A Chicago cop is out to avenge his nephew’s murder in this “masterly creation” that puts the Edgar Award–winning author in “the Parker/Paretsky league” (Chicago Tribune).
When you’re a sixty-two-year-old cop with bad knees, most days feel pretty long. But the longest day of Abe Lieberman’s life begins just after midnight when he learns his nephew David has been shot dead and David’s pregnant wife has been gravely injured by two gunmen trying to rob the couple. Now Carol is barely clinging to life, and it’s up to Lieberman to track down the killers.
With the help of his partner, the troubled alcoholic Bill Hanrahan, Lieberman will turn the city upside down to find the men who stole his nephew’s bright future. But as they step out into the howling Chicago wind, it’s clear both partners will need to fight to survive the day that started out terrible and is about to get a lot worse.

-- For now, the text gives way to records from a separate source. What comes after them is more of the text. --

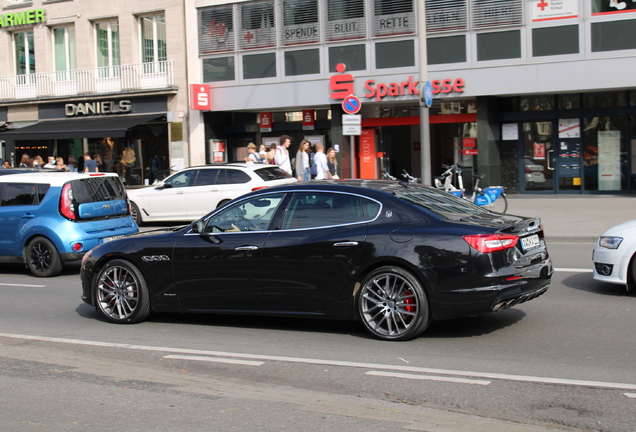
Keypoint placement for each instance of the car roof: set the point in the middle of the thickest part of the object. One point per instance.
(54, 178)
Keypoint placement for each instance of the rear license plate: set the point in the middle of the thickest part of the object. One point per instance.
(107, 239)
(530, 242)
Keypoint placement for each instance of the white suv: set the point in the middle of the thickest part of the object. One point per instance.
(191, 193)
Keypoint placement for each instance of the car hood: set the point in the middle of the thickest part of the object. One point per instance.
(627, 228)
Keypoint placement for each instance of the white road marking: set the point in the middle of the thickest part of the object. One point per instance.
(24, 285)
(427, 377)
(214, 359)
(573, 270)
(521, 378)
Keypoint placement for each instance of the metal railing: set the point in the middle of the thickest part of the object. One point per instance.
(95, 81)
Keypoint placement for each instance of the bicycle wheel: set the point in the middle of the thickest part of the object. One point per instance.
(500, 205)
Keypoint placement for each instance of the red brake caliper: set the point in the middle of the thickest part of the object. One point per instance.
(409, 301)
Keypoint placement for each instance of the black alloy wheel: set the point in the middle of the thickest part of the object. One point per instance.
(392, 304)
(42, 258)
(121, 293)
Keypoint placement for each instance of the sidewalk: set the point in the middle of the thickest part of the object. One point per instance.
(574, 217)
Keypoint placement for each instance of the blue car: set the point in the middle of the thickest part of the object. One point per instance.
(47, 219)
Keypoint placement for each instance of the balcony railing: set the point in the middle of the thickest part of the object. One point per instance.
(95, 81)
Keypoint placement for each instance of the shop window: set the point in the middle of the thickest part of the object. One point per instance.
(446, 15)
(612, 6)
(300, 21)
(499, 45)
(64, 46)
(107, 38)
(393, 17)
(605, 100)
(394, 54)
(345, 20)
(216, 29)
(560, 40)
(218, 69)
(257, 25)
(259, 66)
(303, 62)
(24, 53)
(613, 35)
(451, 49)
(569, 101)
(353, 56)
(605, 156)
(496, 13)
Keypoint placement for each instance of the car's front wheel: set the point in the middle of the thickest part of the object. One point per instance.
(392, 304)
(121, 293)
(42, 258)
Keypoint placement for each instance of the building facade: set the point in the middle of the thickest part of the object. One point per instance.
(107, 78)
(536, 94)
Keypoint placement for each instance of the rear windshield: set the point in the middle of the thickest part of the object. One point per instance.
(443, 204)
(97, 189)
(272, 173)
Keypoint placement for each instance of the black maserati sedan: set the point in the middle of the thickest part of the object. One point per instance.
(390, 254)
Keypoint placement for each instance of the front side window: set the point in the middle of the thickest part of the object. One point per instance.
(24, 53)
(107, 37)
(153, 38)
(181, 179)
(254, 214)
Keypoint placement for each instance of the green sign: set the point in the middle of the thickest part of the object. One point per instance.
(33, 16)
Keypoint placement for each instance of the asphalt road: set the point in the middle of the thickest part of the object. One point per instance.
(562, 361)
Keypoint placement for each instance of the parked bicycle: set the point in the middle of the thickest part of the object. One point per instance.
(493, 197)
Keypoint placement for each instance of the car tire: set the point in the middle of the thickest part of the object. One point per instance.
(392, 304)
(42, 258)
(121, 293)
(135, 213)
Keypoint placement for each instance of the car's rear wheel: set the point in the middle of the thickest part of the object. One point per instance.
(121, 293)
(135, 213)
(392, 304)
(42, 258)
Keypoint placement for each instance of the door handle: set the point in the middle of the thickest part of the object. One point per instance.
(345, 244)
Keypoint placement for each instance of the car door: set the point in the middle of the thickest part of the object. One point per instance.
(167, 201)
(18, 206)
(310, 260)
(203, 194)
(218, 265)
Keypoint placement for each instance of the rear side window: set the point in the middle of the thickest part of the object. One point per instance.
(15, 194)
(272, 173)
(232, 176)
(97, 189)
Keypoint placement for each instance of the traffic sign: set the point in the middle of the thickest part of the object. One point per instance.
(351, 129)
(351, 104)
(351, 119)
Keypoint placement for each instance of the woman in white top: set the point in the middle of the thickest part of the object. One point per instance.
(302, 161)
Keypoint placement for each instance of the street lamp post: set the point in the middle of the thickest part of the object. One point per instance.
(425, 133)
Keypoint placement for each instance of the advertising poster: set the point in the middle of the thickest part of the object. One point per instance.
(609, 164)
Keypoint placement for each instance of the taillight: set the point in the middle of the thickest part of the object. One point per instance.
(486, 243)
(67, 208)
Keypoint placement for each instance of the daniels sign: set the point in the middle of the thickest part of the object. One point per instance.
(98, 108)
(342, 85)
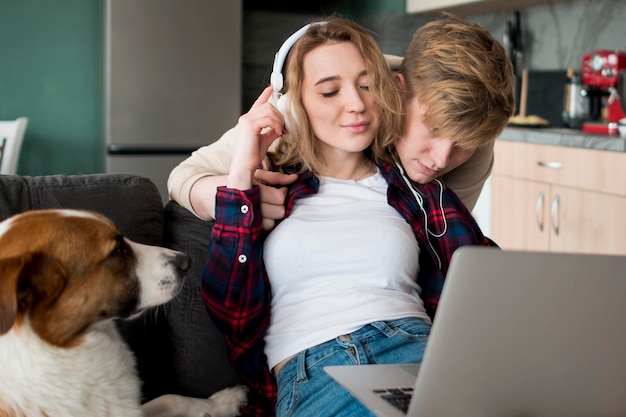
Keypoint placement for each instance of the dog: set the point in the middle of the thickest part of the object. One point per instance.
(64, 276)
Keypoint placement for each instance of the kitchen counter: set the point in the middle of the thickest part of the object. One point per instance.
(564, 137)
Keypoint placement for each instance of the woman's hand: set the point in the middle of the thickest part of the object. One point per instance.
(258, 129)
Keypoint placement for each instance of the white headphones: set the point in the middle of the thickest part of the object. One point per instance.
(283, 101)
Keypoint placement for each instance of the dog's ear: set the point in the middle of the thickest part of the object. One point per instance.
(25, 280)
(10, 271)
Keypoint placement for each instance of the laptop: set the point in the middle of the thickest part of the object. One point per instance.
(516, 334)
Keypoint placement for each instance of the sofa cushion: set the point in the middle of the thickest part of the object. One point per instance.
(199, 350)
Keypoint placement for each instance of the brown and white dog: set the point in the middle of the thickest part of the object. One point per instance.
(64, 275)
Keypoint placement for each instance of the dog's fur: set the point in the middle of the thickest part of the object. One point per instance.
(64, 275)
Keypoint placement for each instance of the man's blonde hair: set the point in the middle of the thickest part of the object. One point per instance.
(464, 77)
(300, 147)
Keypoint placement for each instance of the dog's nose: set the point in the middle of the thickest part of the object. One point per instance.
(182, 261)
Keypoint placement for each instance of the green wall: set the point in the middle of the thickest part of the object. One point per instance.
(51, 71)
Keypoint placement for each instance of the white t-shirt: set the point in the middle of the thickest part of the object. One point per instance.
(342, 259)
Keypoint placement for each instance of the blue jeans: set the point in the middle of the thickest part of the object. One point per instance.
(305, 389)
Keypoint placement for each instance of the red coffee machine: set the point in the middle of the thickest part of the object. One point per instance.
(600, 72)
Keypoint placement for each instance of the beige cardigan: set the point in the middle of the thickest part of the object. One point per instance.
(214, 159)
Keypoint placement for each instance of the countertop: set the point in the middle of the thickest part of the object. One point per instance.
(564, 137)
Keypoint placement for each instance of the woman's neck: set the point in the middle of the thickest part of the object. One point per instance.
(349, 169)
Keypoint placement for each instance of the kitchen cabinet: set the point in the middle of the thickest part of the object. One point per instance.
(560, 199)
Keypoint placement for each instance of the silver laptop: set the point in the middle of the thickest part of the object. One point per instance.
(516, 334)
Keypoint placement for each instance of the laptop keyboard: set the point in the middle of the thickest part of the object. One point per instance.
(398, 397)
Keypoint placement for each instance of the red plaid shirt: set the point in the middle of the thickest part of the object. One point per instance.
(235, 286)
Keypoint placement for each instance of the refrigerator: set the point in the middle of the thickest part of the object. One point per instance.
(172, 81)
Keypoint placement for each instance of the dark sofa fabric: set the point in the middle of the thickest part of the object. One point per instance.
(177, 348)
(199, 370)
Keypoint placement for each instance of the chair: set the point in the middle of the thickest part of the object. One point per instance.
(11, 138)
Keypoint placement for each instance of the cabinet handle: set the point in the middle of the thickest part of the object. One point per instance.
(539, 210)
(554, 214)
(551, 165)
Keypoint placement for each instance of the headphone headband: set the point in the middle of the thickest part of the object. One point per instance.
(276, 78)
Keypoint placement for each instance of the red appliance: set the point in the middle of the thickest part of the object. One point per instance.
(600, 71)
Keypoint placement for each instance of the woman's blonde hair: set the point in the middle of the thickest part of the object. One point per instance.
(299, 147)
(463, 76)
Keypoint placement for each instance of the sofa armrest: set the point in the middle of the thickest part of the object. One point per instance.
(131, 201)
(135, 205)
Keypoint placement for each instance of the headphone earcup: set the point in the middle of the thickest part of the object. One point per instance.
(285, 107)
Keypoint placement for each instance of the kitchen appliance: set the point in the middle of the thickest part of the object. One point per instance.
(580, 103)
(172, 81)
(600, 73)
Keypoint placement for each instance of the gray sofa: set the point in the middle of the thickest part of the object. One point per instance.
(177, 347)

This day in the life of two veteran Chicago cops is “beautifully rendered . . . Kaminsky is extraordinarily attuned to the domestic minutiae of his detectives’ lives” (The New York Times Book Review).

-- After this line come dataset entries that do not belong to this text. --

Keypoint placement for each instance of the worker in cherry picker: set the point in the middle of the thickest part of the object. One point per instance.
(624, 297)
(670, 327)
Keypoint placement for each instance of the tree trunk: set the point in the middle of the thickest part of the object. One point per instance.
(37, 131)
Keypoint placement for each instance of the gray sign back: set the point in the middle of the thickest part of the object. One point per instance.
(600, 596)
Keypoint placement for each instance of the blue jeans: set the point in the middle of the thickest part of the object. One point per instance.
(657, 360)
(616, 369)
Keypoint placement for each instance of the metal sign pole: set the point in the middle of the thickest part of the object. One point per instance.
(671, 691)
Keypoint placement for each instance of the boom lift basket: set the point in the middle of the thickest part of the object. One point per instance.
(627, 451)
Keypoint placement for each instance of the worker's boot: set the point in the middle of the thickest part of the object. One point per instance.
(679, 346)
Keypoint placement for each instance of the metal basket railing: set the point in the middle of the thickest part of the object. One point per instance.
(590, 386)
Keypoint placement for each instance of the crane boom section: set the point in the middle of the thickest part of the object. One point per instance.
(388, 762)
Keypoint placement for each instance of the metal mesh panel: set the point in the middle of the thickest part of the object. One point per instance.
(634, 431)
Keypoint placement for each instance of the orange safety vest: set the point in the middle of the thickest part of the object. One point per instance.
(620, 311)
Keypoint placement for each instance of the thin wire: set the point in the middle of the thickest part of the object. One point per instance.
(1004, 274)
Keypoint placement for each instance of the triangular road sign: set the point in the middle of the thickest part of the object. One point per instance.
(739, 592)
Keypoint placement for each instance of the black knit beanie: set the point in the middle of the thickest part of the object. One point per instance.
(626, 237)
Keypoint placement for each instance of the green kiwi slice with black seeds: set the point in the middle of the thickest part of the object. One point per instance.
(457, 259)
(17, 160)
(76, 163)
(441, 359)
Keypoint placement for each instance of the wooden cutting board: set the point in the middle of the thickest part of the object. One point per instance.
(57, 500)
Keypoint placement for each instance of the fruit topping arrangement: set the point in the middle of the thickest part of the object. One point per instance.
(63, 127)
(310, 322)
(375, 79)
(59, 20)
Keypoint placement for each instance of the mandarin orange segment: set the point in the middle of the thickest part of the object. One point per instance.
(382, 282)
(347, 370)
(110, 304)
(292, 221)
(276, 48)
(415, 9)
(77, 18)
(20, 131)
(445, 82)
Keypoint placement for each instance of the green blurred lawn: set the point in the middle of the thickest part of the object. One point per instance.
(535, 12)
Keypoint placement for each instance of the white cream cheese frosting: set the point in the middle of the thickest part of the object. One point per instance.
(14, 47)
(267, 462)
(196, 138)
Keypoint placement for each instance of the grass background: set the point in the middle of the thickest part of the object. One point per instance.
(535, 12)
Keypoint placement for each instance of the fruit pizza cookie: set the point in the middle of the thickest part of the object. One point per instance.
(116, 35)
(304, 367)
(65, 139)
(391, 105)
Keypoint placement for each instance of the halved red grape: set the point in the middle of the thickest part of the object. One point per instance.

Kaminsky may be best known for his Toby Peters series, most recently The Melting Clock , set in 1940's L.A., but this third outing for Chicago homicide detective Abe Lieberman (after Lieb erman's Choice ) firmly establishes the characters and setting of this present-day series as well. Lieberman's nephew, David, and David's pregnant wife are shot in a late night mugging. David dies; his wife and unborn child survive, barely. Lieberman gets the case and in the following 24 hours deals with the grief of his brother and sister-in-law, the aftereffects of the collapse of his daughter's marriage, the desperate deal he cuts with a violent drug-dealer called El Perro to catch the killers and the busting of two con artists. Lieberman's partner, Bill Hanrahan, copes with his own alcoholism, ambivalent feelings for his runaway wife, his Chinese-American lover and murderous Frankie Kraylaw, whose abused wife and son he has been sheltering. Lieberman uncovers a final nasty secret about the murder as he and Hanrahan are involved in separate violent conclusions. Kaminsky masterfully limns his colorful characters, none more finely than 62-year-old Abe: smart, weary and loving, with a sorrowful, wise appreciation for life's absurdities and gifts.